Basel Committee Finalizes CryptoExposure Rules for Banks
(Originally posted on : Crypto News – iGaming.org )
The Basel Committee met on July 2-3 to decide on important policy matters, such as new guidelines for banks to disclose their cryptocurrency exposure. These choices are a part of the ongoing Basel III reforms, which are designed to improve risk management, supervision, and regulation to increase the resilience of banks operating in the European Union.
The committee released its proposed disclosure framework for banks’ cryptocurrency assets in December 2022 and invited feedback by May 2023. This framework improves the prudential rules for holding stablecoins and makes specific changes to the original proposal. Updated standards are scheduled to be released later in July, as per a statement released by the Bank for International Settlements (BIS).
A Long Road to Regulation
Disclosure aims to enhance transparency and encourage market discipline. The committee’s review of banks’ crypto exposure began in 2019. In 2021, it suggested placing crypto in its high-risk Group 2 asset category. This would assign crypto a 1,250% risk weight, requiring banks to hold capital equal to their crypto exposure value. Group 2 holdings were restricted to less than 1% of the value of Group 1 holdings.
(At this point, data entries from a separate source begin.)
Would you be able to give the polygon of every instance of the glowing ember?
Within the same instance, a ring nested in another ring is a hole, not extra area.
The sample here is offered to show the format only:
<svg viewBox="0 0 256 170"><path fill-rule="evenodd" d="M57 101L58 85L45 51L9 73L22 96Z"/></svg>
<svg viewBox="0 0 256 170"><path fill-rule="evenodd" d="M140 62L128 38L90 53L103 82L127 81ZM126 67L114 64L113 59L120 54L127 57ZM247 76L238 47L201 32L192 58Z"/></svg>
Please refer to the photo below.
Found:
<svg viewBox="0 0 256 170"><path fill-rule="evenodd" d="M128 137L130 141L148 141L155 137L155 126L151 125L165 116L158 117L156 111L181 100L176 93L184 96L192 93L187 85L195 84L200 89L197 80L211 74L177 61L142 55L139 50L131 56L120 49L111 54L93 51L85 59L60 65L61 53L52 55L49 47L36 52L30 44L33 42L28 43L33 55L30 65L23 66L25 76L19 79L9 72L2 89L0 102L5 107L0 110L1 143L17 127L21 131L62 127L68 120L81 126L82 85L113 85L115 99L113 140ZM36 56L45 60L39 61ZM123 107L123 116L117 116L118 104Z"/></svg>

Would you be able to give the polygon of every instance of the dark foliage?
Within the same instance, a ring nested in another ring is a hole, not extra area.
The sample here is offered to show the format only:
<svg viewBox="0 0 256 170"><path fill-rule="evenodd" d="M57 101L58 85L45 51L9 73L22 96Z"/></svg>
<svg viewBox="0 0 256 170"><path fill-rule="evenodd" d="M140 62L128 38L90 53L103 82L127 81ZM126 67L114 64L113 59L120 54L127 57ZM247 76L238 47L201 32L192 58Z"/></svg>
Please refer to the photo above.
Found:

With the new 1b classification, stablecoins are exempt from extra regulations compared to Group 1 assets. Stablecoins in Group 2 were categorized as having “ineffective stabilization mechanisms,” nevertheless. The industry offered a mute reaction to these suggested limitations.
To reduce the possibility of depegging, the committee recommended in December setting a maximum maturity limit for banks’ reserve assets and over-collateralizing their stablecoin holdings. These actions are a part of a larger initiative to control and safeguard the banking industry’s use of digital assets.